[Monoceros]

Hello,

I am new to this list and subscribed because I have no clue how to resolve this reaction :

F6 H8 N2 Si  +  Ca (OH2) -> ?

Can anyone help me out ?

Thank you.

[Borek]

I am new to this list

This is not a list, this is forum

I have no clue how to resolve this reaction :

F6 H8 N2 Si  +  Ca (OH2) -> ?

Start deciphering what F₆H₈N₂Si is.

[Monoceros]

Oh ... I'm sorry.

Can you tell me where I would get an answer ? 

I should calculate the amount of chalk needed for the ammonium hexafluorosilicate but I don't understand the reaction ... my chemical lessons unfortunately date back 25 years ago.

[Arkcon]

Well, your given formula doesn't match the name ammonium hexafluorosilicate, so it's a little hard to help.  Perhaps a technical reference for your given field has a table, or fudge-factor calculation, that you can google for by name?  Can you give us some more info, what do you do, what reaction were you expecting, etc.

[Monoceros]

The formula of the product is (NH4)2SiF6.

It is a waste water : water with the product after a cleaning operation.

We want to add chalk to flocculate the F.

[Arkcon]

Well, if the fluorine in the molecule ionizes completely in solution, it will form the insoluble product CaF₂.  This is a common way to remediate fluorine.  Maybe you'd like to try and write a balanced reaction for this, yourself?  And maybe you can figure out how to convert moles to grams, to determine the amount needed?  The more you know about this subject, the more useful you'll be, and better able to handle your next problem.

[Monoceros]

I arrive at this :

(NH4)2SiF6 + 3 Ca(OH)2 -> 3 CaF2 + SiO2 + 2 NH3 + 3 H20

If this is correct, then :
1 mol (NH4)2SiF6 needs 3 mol chalk
1 mol (NH4)2SiF6 means 178,2 g (of which 18,99g is F)

We have an analysis of 8 mg/l F.

So this would mean on a delivery of 30.000 liter : 240 g F which would mean that we have 240/18,99 = 12,6 mol (NH4)2SiF6.

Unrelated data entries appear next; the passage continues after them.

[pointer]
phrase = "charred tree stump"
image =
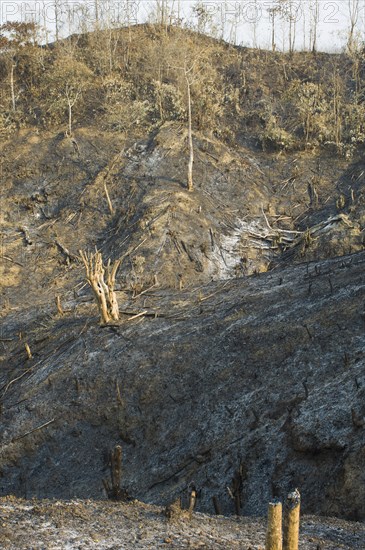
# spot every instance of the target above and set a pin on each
(291, 521)
(114, 491)
(274, 531)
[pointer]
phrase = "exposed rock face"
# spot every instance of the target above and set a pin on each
(261, 379)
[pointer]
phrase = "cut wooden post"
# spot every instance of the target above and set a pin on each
(192, 501)
(114, 490)
(274, 531)
(291, 521)
(58, 304)
(216, 505)
(29, 353)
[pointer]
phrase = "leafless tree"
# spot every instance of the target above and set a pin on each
(103, 289)
(354, 13)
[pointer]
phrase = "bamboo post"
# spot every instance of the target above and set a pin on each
(274, 531)
(291, 521)
(58, 305)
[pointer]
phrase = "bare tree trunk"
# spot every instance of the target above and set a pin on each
(57, 21)
(354, 12)
(291, 521)
(190, 139)
(274, 529)
(13, 65)
(103, 291)
(314, 25)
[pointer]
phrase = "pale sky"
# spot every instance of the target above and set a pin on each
(252, 28)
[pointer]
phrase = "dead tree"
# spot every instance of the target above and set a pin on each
(103, 290)
(114, 490)
(274, 528)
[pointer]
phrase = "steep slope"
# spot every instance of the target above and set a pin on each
(232, 365)
(262, 375)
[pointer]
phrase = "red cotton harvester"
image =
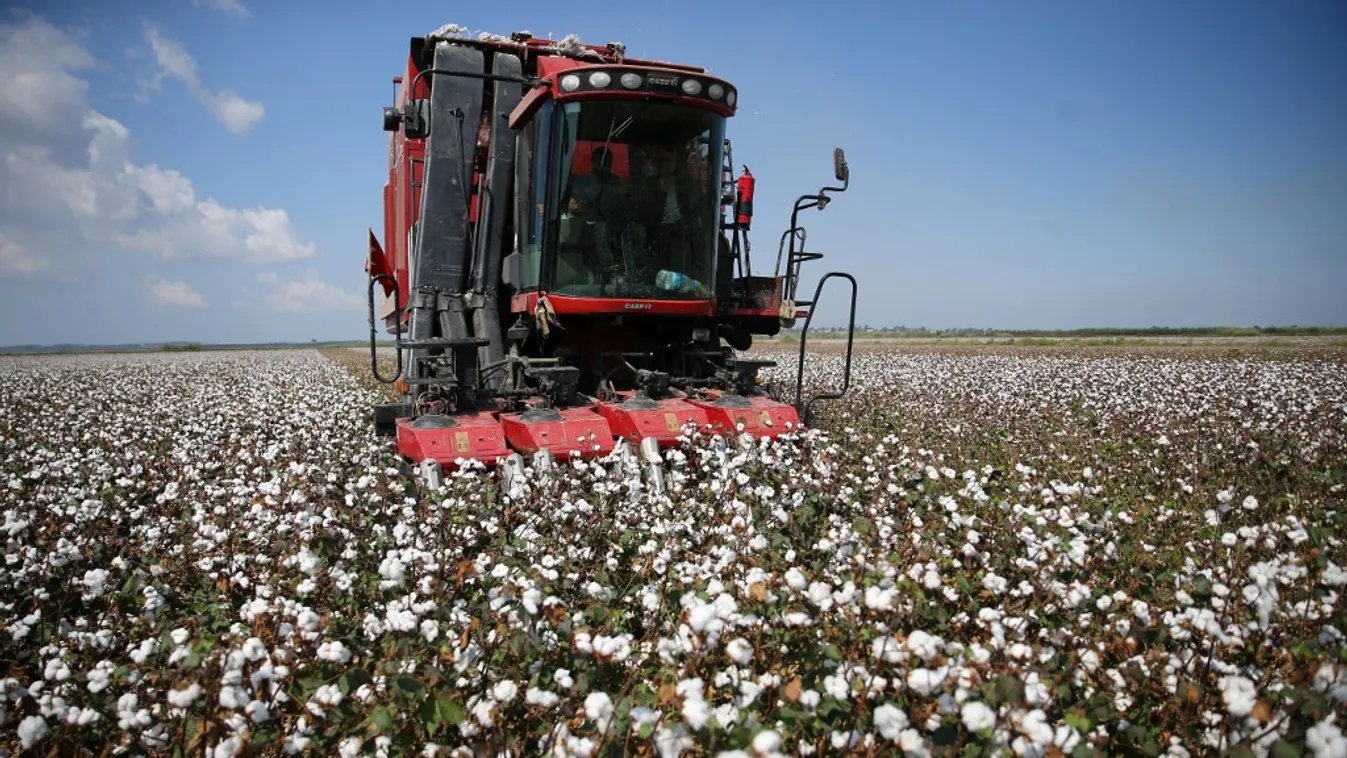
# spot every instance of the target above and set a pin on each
(566, 263)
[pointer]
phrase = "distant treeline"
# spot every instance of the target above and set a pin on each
(1095, 331)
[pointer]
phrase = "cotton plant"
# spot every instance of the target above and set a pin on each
(1010, 551)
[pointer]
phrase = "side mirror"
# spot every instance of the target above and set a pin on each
(839, 168)
(416, 119)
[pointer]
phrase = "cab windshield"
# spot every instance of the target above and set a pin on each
(639, 206)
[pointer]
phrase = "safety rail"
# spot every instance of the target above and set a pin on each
(373, 331)
(804, 408)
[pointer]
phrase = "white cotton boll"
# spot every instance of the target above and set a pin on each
(544, 698)
(31, 730)
(430, 629)
(598, 708)
(977, 715)
(923, 645)
(889, 720)
(1238, 694)
(926, 681)
(179, 698)
(334, 650)
(837, 687)
(740, 650)
(505, 691)
(530, 598)
(931, 579)
(878, 599)
(255, 649)
(767, 742)
(695, 712)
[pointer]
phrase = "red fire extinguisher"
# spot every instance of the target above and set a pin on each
(745, 199)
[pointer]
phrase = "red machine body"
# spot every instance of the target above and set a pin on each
(523, 317)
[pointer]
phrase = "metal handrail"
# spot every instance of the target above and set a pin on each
(846, 372)
(373, 333)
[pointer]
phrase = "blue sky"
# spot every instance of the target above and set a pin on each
(208, 168)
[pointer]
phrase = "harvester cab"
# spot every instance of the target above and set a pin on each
(566, 267)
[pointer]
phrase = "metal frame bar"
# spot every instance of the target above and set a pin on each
(850, 334)
(373, 331)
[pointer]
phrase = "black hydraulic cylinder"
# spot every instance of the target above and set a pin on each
(493, 209)
(455, 104)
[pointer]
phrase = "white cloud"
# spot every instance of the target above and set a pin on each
(226, 6)
(69, 185)
(15, 260)
(310, 294)
(177, 294)
(228, 107)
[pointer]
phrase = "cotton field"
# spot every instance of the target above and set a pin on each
(1009, 552)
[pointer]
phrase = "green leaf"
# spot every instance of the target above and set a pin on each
(449, 711)
(1079, 722)
(944, 735)
(429, 714)
(383, 718)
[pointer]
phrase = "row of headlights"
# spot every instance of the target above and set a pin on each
(691, 86)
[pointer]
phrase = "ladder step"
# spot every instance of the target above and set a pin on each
(431, 381)
(427, 343)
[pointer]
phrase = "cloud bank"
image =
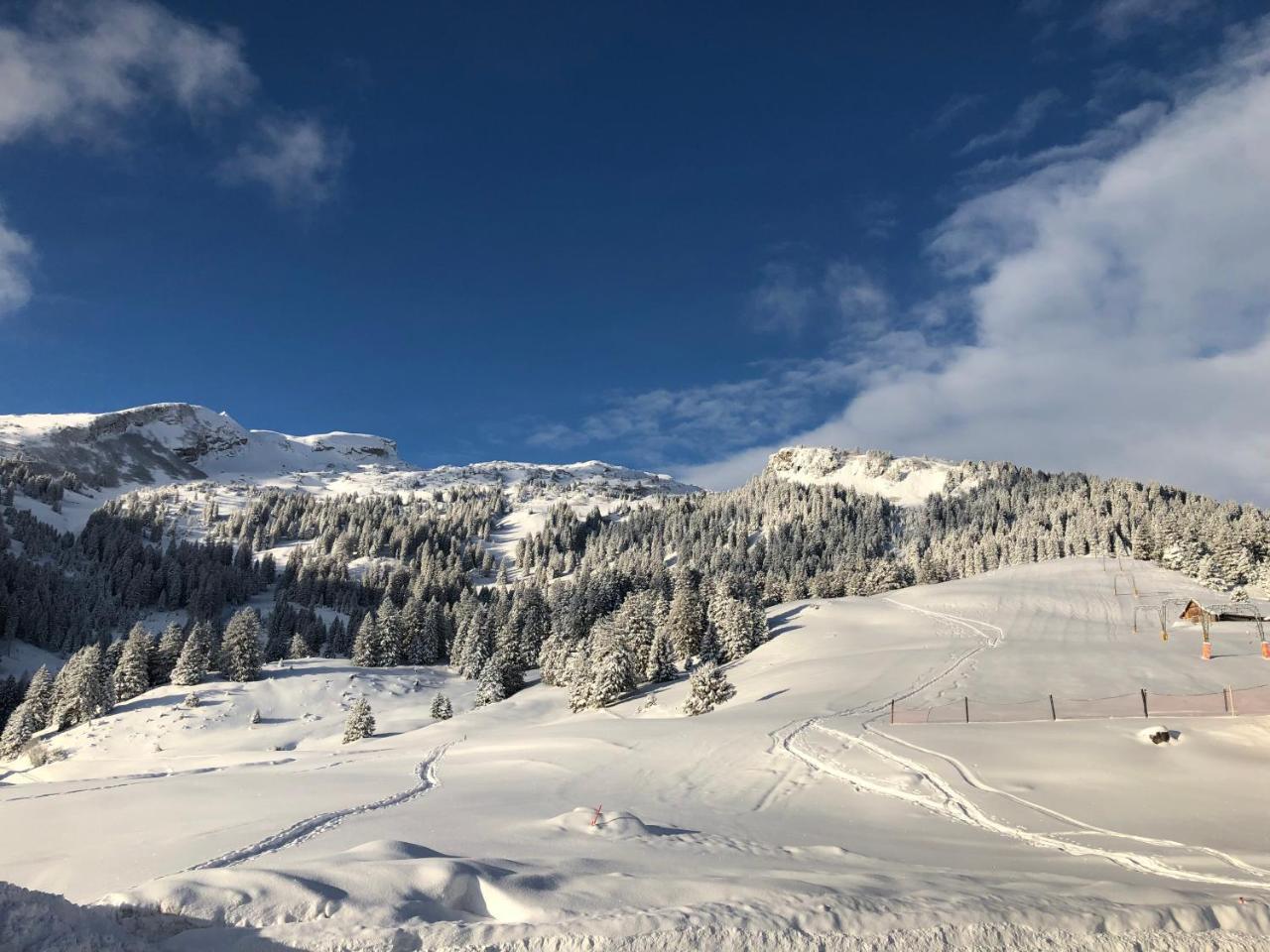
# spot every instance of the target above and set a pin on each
(79, 70)
(1120, 303)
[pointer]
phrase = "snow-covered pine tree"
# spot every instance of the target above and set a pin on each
(612, 665)
(661, 660)
(81, 689)
(707, 687)
(240, 649)
(366, 644)
(686, 621)
(132, 673)
(191, 662)
(299, 648)
(39, 696)
(492, 688)
(441, 708)
(361, 721)
(18, 730)
(163, 658)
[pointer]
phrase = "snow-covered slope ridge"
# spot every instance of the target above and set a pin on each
(176, 442)
(906, 480)
(164, 443)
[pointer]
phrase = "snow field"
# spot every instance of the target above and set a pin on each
(795, 806)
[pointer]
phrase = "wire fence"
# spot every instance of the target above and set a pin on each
(1228, 702)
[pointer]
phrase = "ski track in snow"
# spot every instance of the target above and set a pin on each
(131, 779)
(316, 825)
(947, 801)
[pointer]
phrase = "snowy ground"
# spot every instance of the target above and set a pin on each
(794, 809)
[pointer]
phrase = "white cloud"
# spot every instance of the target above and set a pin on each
(298, 159)
(77, 70)
(1120, 306)
(662, 424)
(16, 258)
(784, 298)
(838, 296)
(77, 67)
(1116, 19)
(1025, 119)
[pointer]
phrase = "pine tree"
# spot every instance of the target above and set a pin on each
(18, 730)
(132, 674)
(361, 721)
(611, 667)
(39, 696)
(299, 648)
(81, 689)
(191, 662)
(241, 647)
(661, 660)
(441, 708)
(366, 645)
(493, 682)
(707, 687)
(164, 656)
(686, 621)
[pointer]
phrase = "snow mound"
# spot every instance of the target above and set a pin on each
(379, 883)
(613, 824)
(41, 921)
(1147, 734)
(903, 480)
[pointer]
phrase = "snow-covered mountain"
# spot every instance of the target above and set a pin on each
(163, 443)
(189, 449)
(176, 442)
(906, 480)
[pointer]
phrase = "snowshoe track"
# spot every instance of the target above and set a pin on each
(944, 800)
(316, 825)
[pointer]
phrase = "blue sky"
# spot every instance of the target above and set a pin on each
(662, 236)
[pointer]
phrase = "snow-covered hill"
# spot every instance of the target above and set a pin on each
(905, 480)
(794, 816)
(171, 442)
(200, 451)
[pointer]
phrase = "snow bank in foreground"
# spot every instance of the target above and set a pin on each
(41, 921)
(965, 938)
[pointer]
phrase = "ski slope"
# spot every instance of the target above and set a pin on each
(794, 809)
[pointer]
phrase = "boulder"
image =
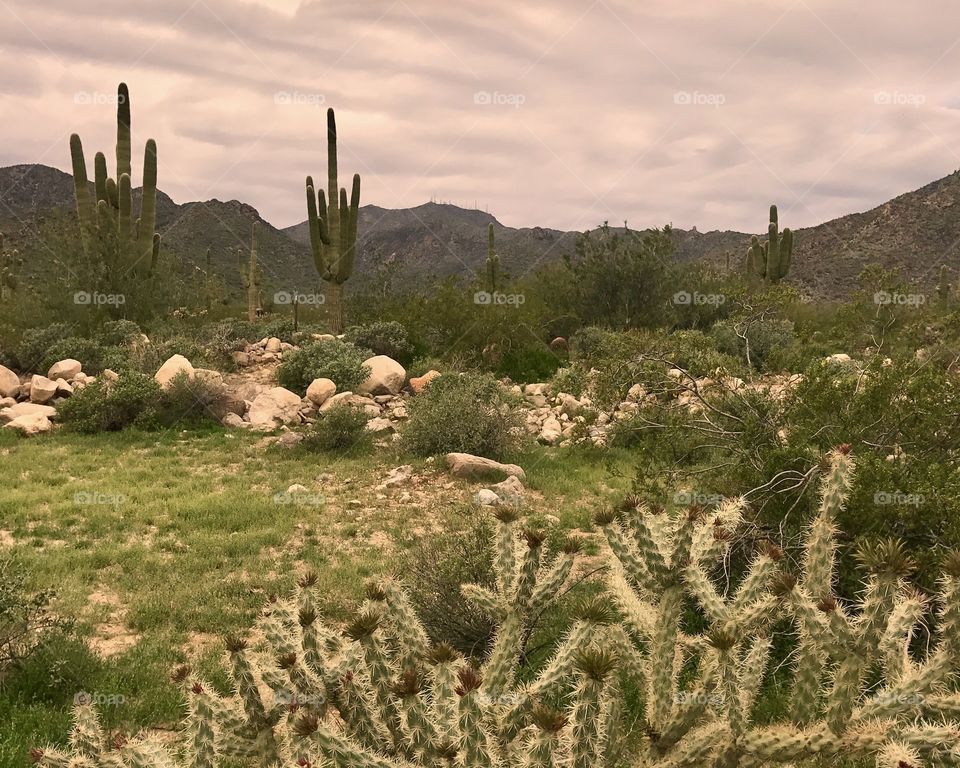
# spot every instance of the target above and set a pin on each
(468, 467)
(419, 383)
(9, 383)
(320, 390)
(27, 409)
(486, 498)
(64, 369)
(31, 424)
(274, 407)
(354, 401)
(234, 421)
(42, 389)
(64, 389)
(175, 365)
(379, 424)
(386, 377)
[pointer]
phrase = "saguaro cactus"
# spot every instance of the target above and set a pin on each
(252, 276)
(770, 261)
(333, 228)
(10, 265)
(107, 225)
(493, 262)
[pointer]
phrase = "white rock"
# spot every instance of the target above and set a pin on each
(31, 424)
(320, 390)
(274, 407)
(468, 466)
(175, 365)
(387, 376)
(64, 369)
(9, 383)
(486, 498)
(27, 409)
(42, 389)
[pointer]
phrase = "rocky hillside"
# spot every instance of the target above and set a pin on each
(915, 232)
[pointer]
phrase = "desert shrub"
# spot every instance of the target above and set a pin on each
(527, 363)
(186, 403)
(119, 332)
(441, 565)
(388, 338)
(339, 361)
(33, 351)
(110, 406)
(466, 413)
(341, 429)
(574, 380)
(25, 619)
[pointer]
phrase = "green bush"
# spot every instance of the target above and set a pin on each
(110, 406)
(441, 565)
(33, 351)
(342, 429)
(388, 338)
(339, 361)
(464, 413)
(25, 620)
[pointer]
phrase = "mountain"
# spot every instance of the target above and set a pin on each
(914, 233)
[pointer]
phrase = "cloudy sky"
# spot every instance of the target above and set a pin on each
(560, 113)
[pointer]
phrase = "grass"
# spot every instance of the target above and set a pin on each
(159, 544)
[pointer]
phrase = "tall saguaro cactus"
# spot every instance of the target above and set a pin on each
(333, 228)
(126, 245)
(493, 262)
(770, 261)
(10, 263)
(251, 275)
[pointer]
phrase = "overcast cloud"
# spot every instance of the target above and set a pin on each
(559, 114)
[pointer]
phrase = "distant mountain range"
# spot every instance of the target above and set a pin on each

Therefore we need 3 x 12,6 = 37,9 mol of chalk or 37,9 x 74,1 = 2809 g of chalk.

I hope this is the right way to calculate.

[Borek]

240 g F which would mean that we have 240/18,99 = 12,6 mol (NH4)2SiF6.

No, there is 6*18,99g F per mole.

[AWK]

1 mol (NH4)2SiF6 needs 3 mol chalk

This is not a chalk, this is a lime

[Monoceros]

Yes, of course ... sorry for my bad english 

[Monoceros]

240 g F which would mean that we have 240/18,99 = 12,6 mol (NH4)2SiF6.

No, there is 6*18,99g F per mole.

OK, I understand.  Then it would be :

(NH4)2SiF6 + 3 Ca(OH)2 -> 3 CaF2 + SiO2 + 2 NH3 + 3 H20

If this is correct, then :
1 mol (NH4)2SiF6 needs 3 mol lime
1 mol (NH4)2SiF6 means 178,2 g (of which 113,94g is F)

We have an analysis of 8 mg/l F.

So this would mean on a delivery of 30.000 liter : 240 g F which would mean that we have 240/113,94 = 2,1 mol (NH4)2SiF6.

Therefore we need 3 x 2,1 = 6,3 mol of lime or 6,3 x 74,1 = 468 g of lime.

I hope I got it right now.

[Borek]

Therefore we need 3 x 2,1 = 6,3 mol of lime or 6,3 x 74,1 = 468 g of lime.

Stochiometry is OK

But I am not sure if it will work this way.

Your solution has concentration of about 7x10^-5M. Assuming it will hydrolise completely to HF (unlikely)  that gives 4.2x10^-4M F^-. At this concentration HF will be dissociated in about 60%, giving 2.6x10^-4M F^-. pKso of CaF₂ is 10.5 so you will ned concentration of Ca²⁺ in the range of 10^-10.5/(2.6x10^-4)² = 4.7x10^-4 to start precipitation. That means at least 1050 g of Ca(OH)₂. That's not whole truth, as adding strong base will move pH up, increasing dissociation of HF, thus decreasing minimum concentration of Ca²⁺, but I am estimating here only start of the precipitation, and even that with not so realistic assumption about hydrolysis.

[Monoceros]

OK.

Thank you all for your input.